Contemporary beauty standards celebrate the older woman whose aging lines have been erased by cosmetic surgery, making her look years younger. Stretched out faces have become ubiquitous, no longer confined to film stars and celebrities; middle-income women are lining up for procedures from Botox to full face lifts, or traveling overseas for less expensive procedures. Older women report renewed self confidence following cosmetic surgery.
Women rejecting plastic surgery on principle or because it’s unaffordable can feel insecure about their looks—rarely an issue for our mothers’ and grandmothers’ generation when aging naturally was a given. Unlike modern women, they didn’t expend energy agonizing over their appearance.
Erasing the naturally aging woman’s countenance is tantamount to erasing the wise woman, whose wrinkles represented a life well-lived. When we reject the wise woman, we lose her unique blend of compassion and justice, exemplified by Jane Goodall, Ireland’s Mary Robinson, Angela Davis, Codepink’s Ann Wright.
Where are the Feminists protesting the beauty industry’s targeting older women? According to Feminist scholar Linda Hirschman, collective Feminism, that mobilized women for social change, has been largely replaced by “Choice Feminism,” prioritizing individual choices over group actions. Choice Feminists frequently justify their actions: “I’m doing what makes me feel better.” or “I’m my own person.”
If you’re among the “no plastic surgery” seeking validation, arrange a meet-up with similarly inclined women, sharing how you learned to accept your older face.
Here’s how a few women on the WOW Facebook describe their journey:
BARB: It took a while, but I have accepted that I now look like my mother.
CINDY: Although it would be nice to have the face of my 40’s, I’ve earned every laugh line, every scar, every wrinkle.
LESLIE: Would never have cosmetic surgery or consider it. Wrinkles, creepy skin, sagging, and overall changes are part of aging. How my face looks has not been a priority in my life.
PAM: I think that surgery would just make me look like a 68-year-old who has had surgery.
MADDY: I continue to do the deep work of rooting out my own internalized ageism. I used to dream about my “face lift” but now I just love my aging face. (66 in two weeks)
Additional actions:
Develop an appreciation for the transcendent beauty in the older woman’s face. Among the women I know in their 70’s, 80’s, and even 90’s, their faces are luminous with the grace and serenity of the wisdom years, which I find more interesting than the one-dimensional faces of young women.
Make a list of well-known women who have rejected plastic surgery, like film stars, Judi Dench, Charlotte Rampling and the late Diane Keaton.

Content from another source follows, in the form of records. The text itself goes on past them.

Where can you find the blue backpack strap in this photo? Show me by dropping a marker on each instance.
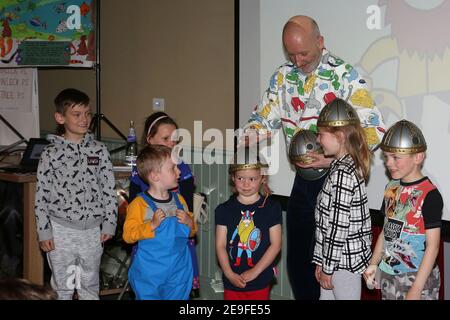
(149, 201)
(177, 200)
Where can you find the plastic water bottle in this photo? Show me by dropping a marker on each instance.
(131, 150)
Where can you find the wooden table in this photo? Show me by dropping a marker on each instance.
(33, 263)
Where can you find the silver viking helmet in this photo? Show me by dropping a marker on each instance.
(247, 157)
(337, 113)
(302, 142)
(403, 137)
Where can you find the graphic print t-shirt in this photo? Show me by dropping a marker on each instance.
(410, 209)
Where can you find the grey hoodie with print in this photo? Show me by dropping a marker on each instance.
(75, 187)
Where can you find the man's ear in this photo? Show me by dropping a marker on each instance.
(59, 118)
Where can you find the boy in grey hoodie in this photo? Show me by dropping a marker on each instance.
(76, 206)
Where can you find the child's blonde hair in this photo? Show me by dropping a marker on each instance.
(151, 159)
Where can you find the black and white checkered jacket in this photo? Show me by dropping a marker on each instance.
(343, 226)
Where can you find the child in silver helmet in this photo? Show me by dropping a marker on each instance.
(407, 247)
(248, 231)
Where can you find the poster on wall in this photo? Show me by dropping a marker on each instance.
(47, 33)
(19, 104)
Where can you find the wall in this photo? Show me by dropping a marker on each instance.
(180, 50)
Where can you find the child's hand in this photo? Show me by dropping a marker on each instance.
(184, 218)
(369, 276)
(104, 237)
(318, 272)
(157, 218)
(249, 275)
(47, 245)
(326, 281)
(236, 280)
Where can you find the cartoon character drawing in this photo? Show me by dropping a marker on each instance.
(6, 41)
(249, 238)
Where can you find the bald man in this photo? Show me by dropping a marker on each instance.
(297, 92)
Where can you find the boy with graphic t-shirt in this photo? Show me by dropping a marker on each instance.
(407, 247)
(248, 235)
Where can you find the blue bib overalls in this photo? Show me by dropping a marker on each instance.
(161, 267)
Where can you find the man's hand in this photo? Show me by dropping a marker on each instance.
(369, 276)
(319, 161)
(47, 245)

Acquaint yourself with writers affirming the older woman. Essayist Roger Rosenblatt penned a New York Times love letter to his 85-year-old wife, praising her as having “the grace and stature that only long years of hoping and striving—and living—can bestow.”
Lorraine Devon Wile, a columnist for The Guardian, writes:
Youthful beauty is one kind of beauty. There are other kinds: the beauty of grace, acceptance, and feeling at ease in your skin. The beauty of wisdom, life lived, experience gained.
As older Feminists, let’s offer the next generation an aging model, measuring a woman’s self-worth through her individual and community contributions over the superficiality of her appearance. Let’s protest the older woman’s erasure. Let’s age fiercely and gently. Let’s take up the banner for wise women who can restore compassion and justice to a world ruled by dark forces.